You leaving is not a death sentence for either of you.  Although, to be honest, you never know… it actually could be the undoing of the final silver cord that keeps her here.  Maybe if you left she would soon enough thereafter be able to pass.

She’s going to eventually.  You can’t stop that from ever happening at all.

Are you prepared for when she’s leaving?  Are you in conflict about wanting to be there for her when it happens?

May 7, 2020

@elcreature In a way, I think my “middle step” could be going back to work, even though a part of me really does not want to go back because of the virus. but also because she has said flat out (behind my back but within my earshot) that she does not want me to go back to work. Even if there wasn’t a virus.

And knowing that just makes me feel so … mad. I don’t know why. i just feel angry. I could write pages about the anger I feel all the fucking time, anger that certainly did not develop because of this situation, but anger that probably wouldn’t have been so loud in my head before.

So maybe the middle step is work. That means someone else comes in. In the past when I was working, the someone else was my mom. But now I suppose she, too, is putting her foot down that she cannot offer an infinite amount of love and care to her sick mother and also to her entire family she has at home. I get that.

It just becomes difficult when I think about what the “other” thing is that I’m going to be doing when not here, if I were not living here. When I am not working. And the thing is, I don’t even know what I would be doing. I have ideas, I have goals for what I’d do, but truthfully, I know I would just get that time to myself, the time I’ve been begging and pleading for for so long, and I wouldn’t feel overwhelmingly happy with it. I beg and insist on things all the time, then get them and realize I might not even want it anymore.

But I guess that is just an example of what you said. It’s growing up. Changing. Uncovering new parts, new pieces. I love myself, I recognize what I am doing in being here is selfless, and has been an overall positive thing since I first got here, despite the bad days. But that’s what makes it even harder. Maybe I should just be selfless a little bit longer.

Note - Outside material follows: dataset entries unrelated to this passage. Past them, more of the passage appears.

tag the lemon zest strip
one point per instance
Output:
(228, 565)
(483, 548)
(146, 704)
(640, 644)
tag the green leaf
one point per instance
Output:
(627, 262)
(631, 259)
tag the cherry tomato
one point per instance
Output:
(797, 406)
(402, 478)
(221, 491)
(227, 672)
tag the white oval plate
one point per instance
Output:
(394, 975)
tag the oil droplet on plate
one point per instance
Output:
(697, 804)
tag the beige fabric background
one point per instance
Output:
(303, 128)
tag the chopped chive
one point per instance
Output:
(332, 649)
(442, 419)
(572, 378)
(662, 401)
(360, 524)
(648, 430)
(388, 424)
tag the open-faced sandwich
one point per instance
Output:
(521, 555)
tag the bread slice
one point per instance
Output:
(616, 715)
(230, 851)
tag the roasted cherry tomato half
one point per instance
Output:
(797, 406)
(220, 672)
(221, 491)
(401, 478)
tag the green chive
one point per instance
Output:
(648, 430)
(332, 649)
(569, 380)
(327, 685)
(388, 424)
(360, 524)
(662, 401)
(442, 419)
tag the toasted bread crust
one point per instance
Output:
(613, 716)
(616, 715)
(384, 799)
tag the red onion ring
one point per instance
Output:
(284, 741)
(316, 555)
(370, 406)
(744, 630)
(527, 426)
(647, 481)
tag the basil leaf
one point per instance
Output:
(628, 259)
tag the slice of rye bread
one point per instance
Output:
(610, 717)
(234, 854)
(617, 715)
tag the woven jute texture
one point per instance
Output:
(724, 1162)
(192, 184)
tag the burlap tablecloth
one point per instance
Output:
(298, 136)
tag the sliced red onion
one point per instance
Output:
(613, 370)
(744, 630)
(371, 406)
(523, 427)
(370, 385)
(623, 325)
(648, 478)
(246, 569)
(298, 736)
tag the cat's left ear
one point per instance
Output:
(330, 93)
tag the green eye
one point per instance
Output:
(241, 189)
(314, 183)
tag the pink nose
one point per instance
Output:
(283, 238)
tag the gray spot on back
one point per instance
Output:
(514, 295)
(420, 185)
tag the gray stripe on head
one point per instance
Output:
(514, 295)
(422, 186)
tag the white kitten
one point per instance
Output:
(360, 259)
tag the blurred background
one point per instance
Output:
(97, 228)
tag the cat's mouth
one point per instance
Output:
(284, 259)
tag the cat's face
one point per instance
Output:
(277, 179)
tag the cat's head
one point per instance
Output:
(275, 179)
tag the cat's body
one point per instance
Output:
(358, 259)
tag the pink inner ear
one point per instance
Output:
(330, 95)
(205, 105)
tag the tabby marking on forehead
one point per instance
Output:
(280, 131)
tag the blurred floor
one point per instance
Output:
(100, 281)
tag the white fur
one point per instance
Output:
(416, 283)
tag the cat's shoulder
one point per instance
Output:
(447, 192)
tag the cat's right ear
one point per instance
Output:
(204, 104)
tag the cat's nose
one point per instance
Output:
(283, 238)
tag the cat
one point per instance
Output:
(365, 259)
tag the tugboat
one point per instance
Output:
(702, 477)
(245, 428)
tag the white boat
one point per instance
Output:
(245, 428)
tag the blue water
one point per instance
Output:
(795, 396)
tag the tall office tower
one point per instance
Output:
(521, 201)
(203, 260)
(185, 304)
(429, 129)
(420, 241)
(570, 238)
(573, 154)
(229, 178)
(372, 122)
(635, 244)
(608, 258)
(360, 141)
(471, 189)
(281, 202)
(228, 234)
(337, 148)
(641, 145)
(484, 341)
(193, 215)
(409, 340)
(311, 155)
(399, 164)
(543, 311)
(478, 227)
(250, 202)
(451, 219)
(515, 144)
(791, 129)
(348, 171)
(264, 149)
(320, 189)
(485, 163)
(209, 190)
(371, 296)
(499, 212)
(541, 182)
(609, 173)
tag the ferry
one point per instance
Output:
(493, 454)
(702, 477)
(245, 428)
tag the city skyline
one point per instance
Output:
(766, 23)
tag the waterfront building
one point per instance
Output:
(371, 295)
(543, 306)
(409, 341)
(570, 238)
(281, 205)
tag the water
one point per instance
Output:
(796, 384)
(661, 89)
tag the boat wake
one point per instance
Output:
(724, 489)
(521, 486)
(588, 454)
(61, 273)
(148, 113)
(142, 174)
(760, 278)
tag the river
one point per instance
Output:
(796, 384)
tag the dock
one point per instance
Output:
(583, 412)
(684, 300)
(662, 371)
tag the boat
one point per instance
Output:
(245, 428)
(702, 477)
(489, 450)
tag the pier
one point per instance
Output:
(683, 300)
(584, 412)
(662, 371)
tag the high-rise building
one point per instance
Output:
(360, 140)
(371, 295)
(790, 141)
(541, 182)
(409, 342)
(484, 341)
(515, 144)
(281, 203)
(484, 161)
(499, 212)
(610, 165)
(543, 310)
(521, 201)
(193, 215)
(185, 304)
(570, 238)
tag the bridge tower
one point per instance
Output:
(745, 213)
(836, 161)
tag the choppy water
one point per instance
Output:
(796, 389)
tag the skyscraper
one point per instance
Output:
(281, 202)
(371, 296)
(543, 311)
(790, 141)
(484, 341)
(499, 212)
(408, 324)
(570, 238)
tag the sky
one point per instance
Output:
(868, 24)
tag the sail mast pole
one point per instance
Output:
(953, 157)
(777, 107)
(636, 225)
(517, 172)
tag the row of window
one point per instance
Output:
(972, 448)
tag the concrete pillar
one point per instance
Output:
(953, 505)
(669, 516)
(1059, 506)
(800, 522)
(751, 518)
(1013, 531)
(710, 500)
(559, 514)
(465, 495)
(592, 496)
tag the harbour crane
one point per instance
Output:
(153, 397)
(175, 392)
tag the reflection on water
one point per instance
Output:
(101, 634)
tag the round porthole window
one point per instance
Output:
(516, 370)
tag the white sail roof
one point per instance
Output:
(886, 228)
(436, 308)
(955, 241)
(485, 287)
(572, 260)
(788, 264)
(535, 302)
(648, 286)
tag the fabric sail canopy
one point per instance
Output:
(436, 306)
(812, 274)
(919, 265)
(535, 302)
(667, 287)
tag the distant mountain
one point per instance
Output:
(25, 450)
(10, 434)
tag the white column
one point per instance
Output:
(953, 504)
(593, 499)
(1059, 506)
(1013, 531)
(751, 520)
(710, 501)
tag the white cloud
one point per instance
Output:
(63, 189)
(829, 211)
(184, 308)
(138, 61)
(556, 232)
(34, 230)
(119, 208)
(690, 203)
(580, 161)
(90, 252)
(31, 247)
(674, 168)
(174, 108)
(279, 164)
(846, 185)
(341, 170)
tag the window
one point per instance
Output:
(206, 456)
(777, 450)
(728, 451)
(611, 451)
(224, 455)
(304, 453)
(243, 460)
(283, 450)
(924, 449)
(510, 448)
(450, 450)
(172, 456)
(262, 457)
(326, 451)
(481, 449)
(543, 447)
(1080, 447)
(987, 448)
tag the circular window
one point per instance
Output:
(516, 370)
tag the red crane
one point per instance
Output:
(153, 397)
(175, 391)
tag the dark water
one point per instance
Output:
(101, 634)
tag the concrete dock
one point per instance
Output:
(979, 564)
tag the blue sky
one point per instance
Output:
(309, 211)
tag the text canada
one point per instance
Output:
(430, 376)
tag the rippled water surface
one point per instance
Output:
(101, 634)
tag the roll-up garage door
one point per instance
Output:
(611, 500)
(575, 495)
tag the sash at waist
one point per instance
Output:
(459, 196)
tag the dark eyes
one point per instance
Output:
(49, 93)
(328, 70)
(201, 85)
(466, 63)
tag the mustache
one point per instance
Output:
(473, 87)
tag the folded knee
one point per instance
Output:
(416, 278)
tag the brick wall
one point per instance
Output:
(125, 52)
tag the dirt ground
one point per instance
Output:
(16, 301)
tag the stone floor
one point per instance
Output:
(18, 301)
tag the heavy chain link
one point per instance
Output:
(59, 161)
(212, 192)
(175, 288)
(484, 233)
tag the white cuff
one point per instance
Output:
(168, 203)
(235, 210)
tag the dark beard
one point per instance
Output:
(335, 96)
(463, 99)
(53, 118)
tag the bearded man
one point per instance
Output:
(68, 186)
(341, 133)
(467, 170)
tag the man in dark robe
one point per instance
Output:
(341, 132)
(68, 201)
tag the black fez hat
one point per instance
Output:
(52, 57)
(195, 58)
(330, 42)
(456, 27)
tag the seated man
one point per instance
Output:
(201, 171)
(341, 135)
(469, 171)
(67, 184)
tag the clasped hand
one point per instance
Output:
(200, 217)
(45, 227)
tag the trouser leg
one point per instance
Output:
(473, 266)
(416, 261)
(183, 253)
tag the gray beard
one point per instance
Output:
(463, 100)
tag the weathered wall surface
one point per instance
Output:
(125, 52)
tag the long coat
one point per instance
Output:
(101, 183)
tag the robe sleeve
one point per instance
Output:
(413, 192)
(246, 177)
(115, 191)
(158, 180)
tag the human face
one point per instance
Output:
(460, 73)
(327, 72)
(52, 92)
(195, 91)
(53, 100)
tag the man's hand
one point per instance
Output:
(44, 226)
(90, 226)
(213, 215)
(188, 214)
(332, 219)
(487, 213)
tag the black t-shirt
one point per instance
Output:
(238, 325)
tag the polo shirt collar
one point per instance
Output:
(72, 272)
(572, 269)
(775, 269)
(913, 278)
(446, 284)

Am I prepared for when she’s leaving? (I just drafted a post that has something very similar to this question in there so odd for u to ask). Well, I can’t stop it from happening. But if I am the silver line, the one thing keeping her holding on, and I dip out, and then she dies. Am I responsible? I instantly want to tell myself no, I’m not, that I did the best I can. But how do you know what you’re best is if you’ve never done it?

She’s going to go eventually. I can’t stop that from ever happening at all.

May 7, 2020

@kale yeah, of course it made you angry.  Not wanting you to go back to work is a direct opposition to your own needs and rights to be an autonomous individual.  It probably felt violating.

“I beg and insist on things all the time, then get them and realize I might not even want it anymore.”

Haha.  I know what you mean.  Sometimes getting what you need or want after suffering for it is some sort of heaven.  Other times, it becomes something disgusting or repugnant.  Or at least diminished after such aggravation or whatever.

So, you’re pleading with yourself and trying to talk yourself into staying.

Thinking back, in other instances when your inner dialogue has talked you into something… How did it go?  Were you left with regret or did you feel okay with the outcome?